KCHA-FM
- Charles City, Iowa; United States;
- Broadcast area: Charles City, Iowa Floyd County, Iowa
- Frequency: 95.9 MHz
- Branding: 95-9 KCHA

Programming
- Format: Variety
- Affiliations: ABC News Radio Compass Media Networks Radio Iowa Brownfield Farm Network Cyclone Radio Network

Ownership
- Owner: Achen Becker Media, LLC; (Achen Becker Media, LLC);
- Sister stations: KCFI, KCHA (AM), KCZE, KLKK-FM, KSMA-FM, KIOW, KHAM, KCVM, KCNZ, KMCH

History
- First air date: 1971
- Former frequencies: 104.9 MHz (1971–1976)
- Call sign meaning: K-CHArles City

Technical information
- Licensing authority: FCC
- Facility ID: 41100
- Class: A
- ERP: 6,000 watts
- HAAT: 91 meters

Links
- Public license information: Public file; LMS;
- Webcast: 95-9 Listen Live
- Website: kchanews.com

= KCHA-FM =

Radio station in Charles City, Iowa

KCHA-FM (95.9 MHz) is a Full Service formatted broadcast radio station licensed to Charles City, Iowa, serving Charles City and Floyd County, Iowa. As of spring 2026, KCHA is owned and operated by Achen Becker, LLC.

== History ==
KCHA was launched in 1971 on 104.9 MHz.
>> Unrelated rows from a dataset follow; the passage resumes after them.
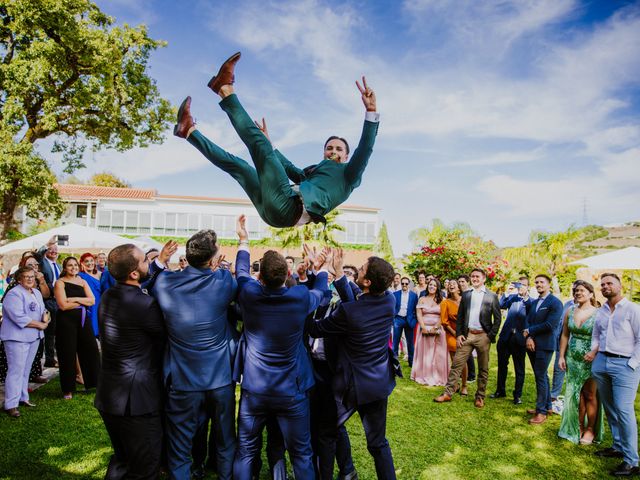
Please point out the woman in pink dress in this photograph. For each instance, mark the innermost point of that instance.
(431, 360)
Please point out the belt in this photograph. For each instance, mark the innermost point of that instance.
(614, 355)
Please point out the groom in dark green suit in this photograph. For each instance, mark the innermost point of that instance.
(319, 188)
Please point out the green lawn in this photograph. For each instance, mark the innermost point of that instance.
(66, 439)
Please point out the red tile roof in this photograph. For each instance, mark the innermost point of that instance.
(87, 192)
(92, 192)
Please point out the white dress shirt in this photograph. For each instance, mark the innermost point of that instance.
(477, 295)
(618, 332)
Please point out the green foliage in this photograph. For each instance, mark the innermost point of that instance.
(67, 72)
(450, 251)
(25, 180)
(383, 246)
(108, 179)
(309, 233)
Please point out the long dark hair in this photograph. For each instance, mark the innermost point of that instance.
(589, 287)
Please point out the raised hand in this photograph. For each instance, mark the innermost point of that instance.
(241, 228)
(263, 128)
(368, 95)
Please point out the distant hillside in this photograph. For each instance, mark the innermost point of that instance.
(619, 236)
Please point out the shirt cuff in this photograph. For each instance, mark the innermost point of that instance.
(372, 117)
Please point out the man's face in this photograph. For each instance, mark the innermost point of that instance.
(336, 150)
(542, 286)
(610, 287)
(362, 272)
(52, 253)
(477, 279)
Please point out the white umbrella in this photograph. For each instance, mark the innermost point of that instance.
(79, 237)
(623, 259)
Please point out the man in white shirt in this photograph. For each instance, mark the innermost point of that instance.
(615, 352)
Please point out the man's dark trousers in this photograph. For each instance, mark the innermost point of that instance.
(510, 348)
(540, 361)
(139, 457)
(292, 414)
(182, 426)
(374, 421)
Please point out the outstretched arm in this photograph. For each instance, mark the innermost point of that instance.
(360, 158)
(294, 173)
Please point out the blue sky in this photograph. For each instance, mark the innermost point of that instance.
(508, 115)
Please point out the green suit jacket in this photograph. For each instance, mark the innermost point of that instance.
(326, 185)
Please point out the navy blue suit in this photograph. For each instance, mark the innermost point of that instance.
(275, 367)
(511, 343)
(364, 376)
(198, 362)
(406, 323)
(542, 323)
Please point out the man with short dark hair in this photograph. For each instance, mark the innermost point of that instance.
(320, 188)
(272, 362)
(615, 353)
(364, 376)
(511, 341)
(478, 323)
(540, 327)
(199, 359)
(129, 396)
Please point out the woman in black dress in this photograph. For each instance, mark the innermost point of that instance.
(74, 334)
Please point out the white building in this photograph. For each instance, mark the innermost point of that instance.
(138, 211)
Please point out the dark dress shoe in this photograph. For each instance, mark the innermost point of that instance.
(12, 412)
(185, 120)
(442, 398)
(225, 75)
(625, 470)
(609, 453)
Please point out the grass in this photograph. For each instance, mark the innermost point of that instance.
(66, 439)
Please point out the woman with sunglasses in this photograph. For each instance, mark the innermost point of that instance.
(74, 333)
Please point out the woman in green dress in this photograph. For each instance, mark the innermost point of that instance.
(582, 417)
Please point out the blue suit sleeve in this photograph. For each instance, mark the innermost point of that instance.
(360, 158)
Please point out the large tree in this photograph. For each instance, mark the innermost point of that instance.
(67, 72)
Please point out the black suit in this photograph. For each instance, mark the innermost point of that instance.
(52, 307)
(129, 394)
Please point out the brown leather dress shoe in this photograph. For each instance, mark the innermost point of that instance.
(442, 398)
(537, 419)
(225, 75)
(12, 412)
(185, 120)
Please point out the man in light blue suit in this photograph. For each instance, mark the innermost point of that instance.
(199, 358)
(405, 318)
(272, 360)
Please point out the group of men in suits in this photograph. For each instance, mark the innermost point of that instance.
(194, 377)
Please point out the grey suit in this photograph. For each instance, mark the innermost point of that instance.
(478, 340)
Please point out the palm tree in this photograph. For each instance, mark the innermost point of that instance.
(310, 233)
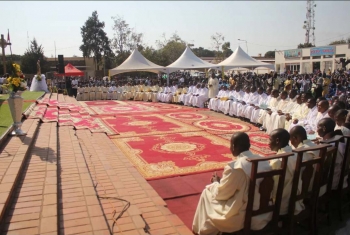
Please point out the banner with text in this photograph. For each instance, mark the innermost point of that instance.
(318, 51)
(292, 53)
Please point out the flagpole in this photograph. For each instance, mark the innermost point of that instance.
(8, 40)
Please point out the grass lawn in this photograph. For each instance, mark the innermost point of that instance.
(5, 114)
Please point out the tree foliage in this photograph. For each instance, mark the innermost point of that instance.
(30, 58)
(342, 41)
(125, 38)
(95, 41)
(270, 54)
(305, 45)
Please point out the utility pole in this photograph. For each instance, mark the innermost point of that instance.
(3, 46)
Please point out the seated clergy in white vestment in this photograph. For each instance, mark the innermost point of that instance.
(298, 139)
(322, 108)
(262, 104)
(194, 94)
(184, 92)
(104, 93)
(160, 93)
(166, 90)
(234, 93)
(286, 106)
(92, 93)
(271, 114)
(224, 97)
(254, 98)
(199, 100)
(242, 103)
(190, 92)
(154, 95)
(325, 129)
(279, 140)
(176, 95)
(300, 112)
(214, 102)
(310, 117)
(233, 105)
(225, 104)
(222, 205)
(171, 93)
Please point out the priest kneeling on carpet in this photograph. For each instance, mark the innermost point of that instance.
(222, 205)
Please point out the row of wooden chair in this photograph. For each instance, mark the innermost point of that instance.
(317, 172)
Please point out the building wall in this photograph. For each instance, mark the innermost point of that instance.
(307, 63)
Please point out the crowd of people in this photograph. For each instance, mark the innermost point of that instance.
(297, 111)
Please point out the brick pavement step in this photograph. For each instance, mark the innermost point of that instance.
(33, 209)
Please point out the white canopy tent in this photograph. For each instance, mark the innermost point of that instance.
(241, 59)
(188, 60)
(137, 62)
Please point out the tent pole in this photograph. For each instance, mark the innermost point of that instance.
(167, 79)
(222, 72)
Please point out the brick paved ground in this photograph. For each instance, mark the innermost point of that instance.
(62, 181)
(75, 182)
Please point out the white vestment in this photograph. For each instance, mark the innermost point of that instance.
(262, 103)
(213, 85)
(222, 205)
(288, 181)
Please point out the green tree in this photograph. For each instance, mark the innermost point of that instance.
(170, 49)
(305, 45)
(95, 41)
(30, 58)
(270, 54)
(226, 50)
(125, 39)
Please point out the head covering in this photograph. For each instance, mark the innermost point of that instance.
(287, 82)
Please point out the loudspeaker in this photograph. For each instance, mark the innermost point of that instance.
(61, 64)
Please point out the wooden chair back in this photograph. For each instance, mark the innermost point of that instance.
(345, 171)
(329, 163)
(304, 170)
(265, 190)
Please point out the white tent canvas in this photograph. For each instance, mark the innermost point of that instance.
(241, 59)
(188, 60)
(137, 62)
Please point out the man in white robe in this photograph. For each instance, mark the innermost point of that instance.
(214, 102)
(279, 140)
(233, 105)
(194, 95)
(186, 97)
(225, 96)
(310, 117)
(322, 108)
(263, 102)
(242, 104)
(201, 98)
(222, 205)
(269, 118)
(254, 99)
(279, 118)
(213, 84)
(231, 96)
(300, 112)
(273, 103)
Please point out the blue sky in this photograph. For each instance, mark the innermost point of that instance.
(265, 25)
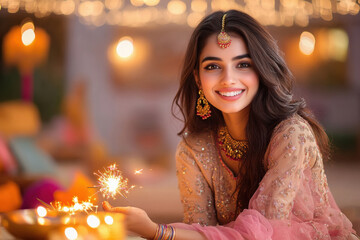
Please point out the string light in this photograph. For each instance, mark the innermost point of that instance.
(268, 12)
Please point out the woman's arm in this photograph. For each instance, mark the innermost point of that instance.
(137, 221)
(195, 193)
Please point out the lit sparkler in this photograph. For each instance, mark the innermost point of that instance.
(84, 206)
(111, 182)
(138, 171)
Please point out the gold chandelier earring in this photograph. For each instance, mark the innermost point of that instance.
(202, 106)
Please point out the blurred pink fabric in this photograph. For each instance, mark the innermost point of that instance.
(293, 200)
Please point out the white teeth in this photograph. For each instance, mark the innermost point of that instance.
(231, 94)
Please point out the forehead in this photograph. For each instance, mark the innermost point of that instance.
(211, 48)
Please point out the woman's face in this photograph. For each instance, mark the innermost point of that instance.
(227, 76)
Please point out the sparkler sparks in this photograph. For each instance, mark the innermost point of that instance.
(111, 182)
(138, 171)
(84, 206)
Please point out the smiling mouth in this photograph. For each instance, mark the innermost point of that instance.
(231, 94)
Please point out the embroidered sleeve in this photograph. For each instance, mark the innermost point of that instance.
(196, 195)
(288, 155)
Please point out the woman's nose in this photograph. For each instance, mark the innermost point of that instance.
(228, 76)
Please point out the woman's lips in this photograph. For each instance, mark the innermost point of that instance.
(231, 94)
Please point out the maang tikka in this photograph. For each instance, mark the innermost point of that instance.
(224, 39)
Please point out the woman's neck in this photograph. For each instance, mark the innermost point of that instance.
(236, 123)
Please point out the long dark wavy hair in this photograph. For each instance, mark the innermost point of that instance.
(272, 103)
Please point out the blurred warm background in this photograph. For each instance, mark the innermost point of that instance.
(88, 83)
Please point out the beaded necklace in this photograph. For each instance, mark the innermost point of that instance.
(234, 149)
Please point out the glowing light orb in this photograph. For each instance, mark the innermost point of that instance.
(307, 43)
(109, 220)
(71, 233)
(93, 221)
(41, 211)
(28, 36)
(125, 47)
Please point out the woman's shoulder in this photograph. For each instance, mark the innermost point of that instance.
(196, 141)
(294, 123)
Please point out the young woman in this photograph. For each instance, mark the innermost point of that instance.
(250, 165)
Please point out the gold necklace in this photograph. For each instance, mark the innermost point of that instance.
(234, 149)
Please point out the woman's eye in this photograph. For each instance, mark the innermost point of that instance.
(211, 67)
(244, 65)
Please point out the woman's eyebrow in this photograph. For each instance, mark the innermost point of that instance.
(246, 55)
(211, 59)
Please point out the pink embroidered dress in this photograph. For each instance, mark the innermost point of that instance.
(293, 200)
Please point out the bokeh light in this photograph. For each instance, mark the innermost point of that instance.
(307, 43)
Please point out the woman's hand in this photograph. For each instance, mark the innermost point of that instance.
(136, 220)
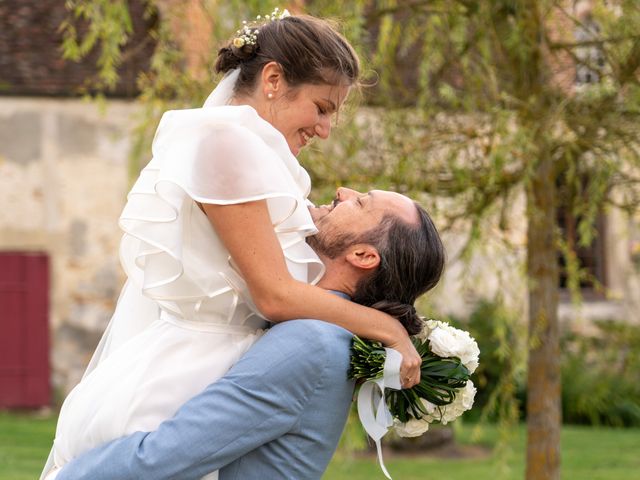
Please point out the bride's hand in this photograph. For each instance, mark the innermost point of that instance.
(411, 360)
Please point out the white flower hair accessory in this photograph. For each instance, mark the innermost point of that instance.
(248, 35)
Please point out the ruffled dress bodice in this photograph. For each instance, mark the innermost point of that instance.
(185, 316)
(223, 155)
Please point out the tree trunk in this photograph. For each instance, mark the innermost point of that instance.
(543, 380)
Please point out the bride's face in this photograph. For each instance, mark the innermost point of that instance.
(304, 112)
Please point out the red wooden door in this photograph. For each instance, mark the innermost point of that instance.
(24, 330)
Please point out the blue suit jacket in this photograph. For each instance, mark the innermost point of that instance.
(277, 414)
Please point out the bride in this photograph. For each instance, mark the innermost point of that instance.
(214, 237)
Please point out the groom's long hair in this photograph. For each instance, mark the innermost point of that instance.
(412, 259)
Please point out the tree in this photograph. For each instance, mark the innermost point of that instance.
(481, 107)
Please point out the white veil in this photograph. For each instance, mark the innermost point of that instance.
(223, 93)
(134, 311)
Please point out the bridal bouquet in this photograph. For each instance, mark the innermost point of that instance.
(449, 357)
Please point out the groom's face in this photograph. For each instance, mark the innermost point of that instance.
(353, 214)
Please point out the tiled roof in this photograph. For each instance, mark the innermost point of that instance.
(30, 54)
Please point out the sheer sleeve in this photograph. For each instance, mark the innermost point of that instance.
(222, 155)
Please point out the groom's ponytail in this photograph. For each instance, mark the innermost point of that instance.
(406, 314)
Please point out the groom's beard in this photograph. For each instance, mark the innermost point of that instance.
(328, 242)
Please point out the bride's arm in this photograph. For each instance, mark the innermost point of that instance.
(247, 233)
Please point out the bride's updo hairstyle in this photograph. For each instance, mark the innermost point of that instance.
(309, 50)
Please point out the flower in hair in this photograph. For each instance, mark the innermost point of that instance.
(248, 35)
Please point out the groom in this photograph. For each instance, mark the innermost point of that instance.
(279, 412)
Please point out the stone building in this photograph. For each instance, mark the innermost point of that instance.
(63, 180)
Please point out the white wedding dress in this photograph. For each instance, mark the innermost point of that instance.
(184, 316)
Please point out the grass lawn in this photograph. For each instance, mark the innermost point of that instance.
(587, 454)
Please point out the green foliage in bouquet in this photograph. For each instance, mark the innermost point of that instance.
(440, 378)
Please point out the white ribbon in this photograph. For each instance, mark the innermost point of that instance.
(372, 408)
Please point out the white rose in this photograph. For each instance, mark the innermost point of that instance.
(447, 341)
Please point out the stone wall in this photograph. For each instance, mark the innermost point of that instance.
(63, 181)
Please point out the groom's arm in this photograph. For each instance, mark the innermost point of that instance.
(260, 399)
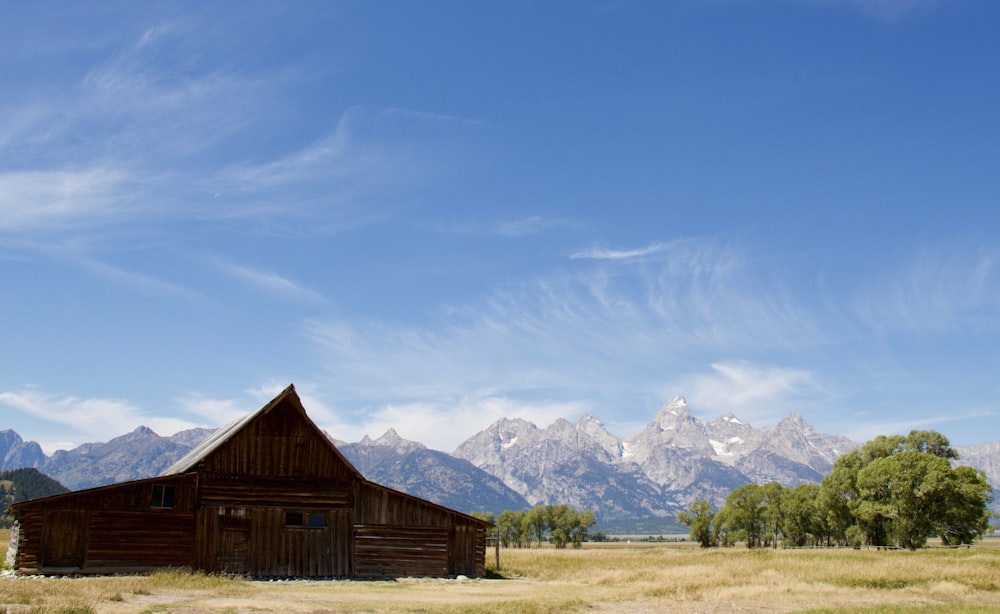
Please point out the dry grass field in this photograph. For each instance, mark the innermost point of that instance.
(598, 578)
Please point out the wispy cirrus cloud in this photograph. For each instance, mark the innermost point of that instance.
(942, 288)
(92, 418)
(612, 332)
(600, 253)
(530, 226)
(32, 200)
(758, 393)
(272, 284)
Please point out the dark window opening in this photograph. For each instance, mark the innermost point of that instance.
(306, 520)
(163, 496)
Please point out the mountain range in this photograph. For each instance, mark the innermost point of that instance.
(641, 480)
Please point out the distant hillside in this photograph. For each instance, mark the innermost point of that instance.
(410, 467)
(23, 484)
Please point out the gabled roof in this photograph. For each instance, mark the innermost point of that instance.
(200, 452)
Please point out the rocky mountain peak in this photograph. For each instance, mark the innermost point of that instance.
(391, 439)
(796, 423)
(673, 414)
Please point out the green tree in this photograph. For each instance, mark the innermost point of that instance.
(802, 522)
(510, 526)
(699, 517)
(744, 511)
(534, 525)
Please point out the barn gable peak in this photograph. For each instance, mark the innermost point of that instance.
(286, 398)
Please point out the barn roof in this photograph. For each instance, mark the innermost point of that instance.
(203, 450)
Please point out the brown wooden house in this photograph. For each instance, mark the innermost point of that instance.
(267, 496)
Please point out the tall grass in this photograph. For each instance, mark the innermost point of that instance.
(601, 578)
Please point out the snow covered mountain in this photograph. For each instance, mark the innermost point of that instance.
(674, 460)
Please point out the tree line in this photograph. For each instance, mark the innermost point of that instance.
(561, 525)
(893, 491)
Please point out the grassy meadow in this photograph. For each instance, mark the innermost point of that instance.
(619, 577)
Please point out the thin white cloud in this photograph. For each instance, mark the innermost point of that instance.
(270, 283)
(529, 226)
(754, 392)
(95, 419)
(612, 333)
(619, 254)
(940, 289)
(445, 425)
(32, 200)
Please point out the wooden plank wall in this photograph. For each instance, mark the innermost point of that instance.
(255, 540)
(280, 443)
(107, 529)
(393, 551)
(390, 524)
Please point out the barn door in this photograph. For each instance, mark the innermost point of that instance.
(64, 539)
(232, 543)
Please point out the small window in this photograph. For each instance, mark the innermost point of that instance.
(163, 496)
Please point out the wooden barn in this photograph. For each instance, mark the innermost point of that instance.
(266, 496)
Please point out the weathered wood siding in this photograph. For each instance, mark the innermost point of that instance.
(399, 535)
(393, 551)
(271, 498)
(108, 529)
(280, 444)
(257, 541)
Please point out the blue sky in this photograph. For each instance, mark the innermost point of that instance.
(428, 215)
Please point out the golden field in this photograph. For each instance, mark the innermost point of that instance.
(618, 577)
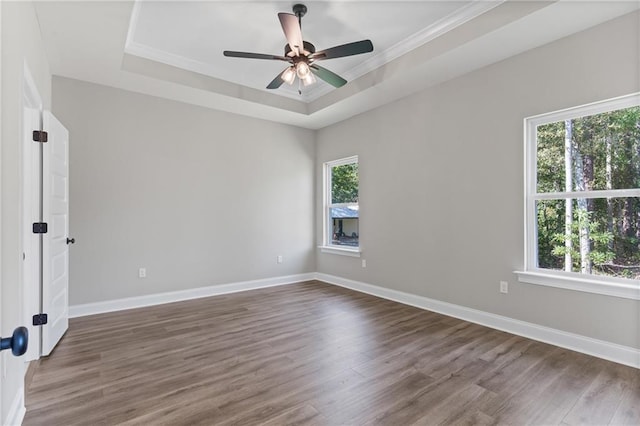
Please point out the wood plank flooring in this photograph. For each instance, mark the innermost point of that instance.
(312, 353)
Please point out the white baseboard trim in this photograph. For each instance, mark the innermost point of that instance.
(176, 296)
(587, 345)
(17, 410)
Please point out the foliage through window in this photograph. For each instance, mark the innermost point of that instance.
(583, 203)
(341, 203)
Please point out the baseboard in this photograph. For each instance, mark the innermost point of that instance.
(176, 296)
(17, 410)
(598, 348)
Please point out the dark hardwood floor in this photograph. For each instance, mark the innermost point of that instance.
(313, 353)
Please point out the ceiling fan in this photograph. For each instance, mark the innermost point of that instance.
(302, 55)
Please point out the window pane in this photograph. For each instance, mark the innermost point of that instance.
(596, 236)
(344, 183)
(603, 152)
(344, 222)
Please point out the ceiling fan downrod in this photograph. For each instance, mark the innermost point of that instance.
(299, 10)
The station was required to move to 95.9 in 1976 as a result of an FCC docket to allow additional radio stations in the region.

== Transmission Location ==
The KCHA tower and transmitter is located at the end of Stony Point Road in Charles City, IA.

== Broadcast Signal ==
KCHA's broadcast signal can be heard from Mason City to Decorah and from Austin, MN to Waterloo, IA.